MONS. RUPPI (LECCE) SUI MORTI IN MARE: “IMMIGRAZIONE FRUTTO DI UN DISAGIO MONDIALE”

” “”La provenienza di questi naufraghi e la loro tragedia sono la testimonianza di una tragedia più vasta e più grande che si chiama guerra, miseria, oppressione, disagio sociale e civile”: lo ha detto l’arcivescovo di Lecce, mons. Cosmo Francesco Ruppi, manifestando il cordoglio della Chiesa pugliese per l’ennesimo caso di immigrati clandestini morti in mare, tentando di arrivare sulle nostre coste da paesi del Medio o Estremo Oriente. Questa nuova tragedia (6 morti, una ventina di dispersi molto probabilmente anche loro periti in mare e solo sei superstiti, 5 curdi e un greco) – sostiene mons. Ruppi – “è l’ennesima prova che l’immigrazione non può essere bloccata da alcuna legge, ma può essere sconfitta solo fermando la guerra e portando lo sviluppo nei Paesi più poveri”. Secondo il vescovo pugliese, “fino a quando non ci sarà pace in Oriente e fino a quando l’Occidente non aprirà il cuore e la tasca ai Paesi più poveri, l’immigrazione continuerà e continuerà senza fine, perché è frutto di un disagio mondiale che si sana solo con lo sviluppo solidale di tutte le nazioni”. Secondo Ruppi, inoltre, “la stessa pace non sarà mai sicura e stabile, se non sarà frutto dello sviluppo sociale e se i popoli ricchi non aiuteranno concretamente quelli più poveri.
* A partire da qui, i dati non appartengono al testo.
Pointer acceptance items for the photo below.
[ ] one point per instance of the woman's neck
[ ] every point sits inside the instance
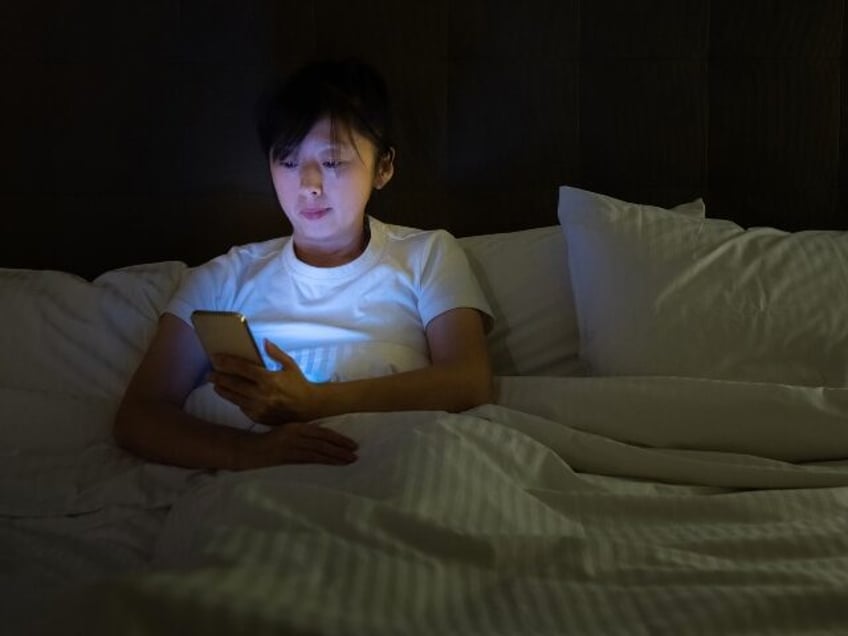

La Chiesa continuerà senza fine la sua opera di carità, nella certezza che l’immigrato è un fratello da accogliere e da integrare nel tessuto civile e sociale”. L’appello conclusivo dell’arcivescovo di Lecce è che “ciascuno faccia la sua parte non solo per ristabilire appieno la legalità, ma anche per dare un volto più umano alla nostra epoca”.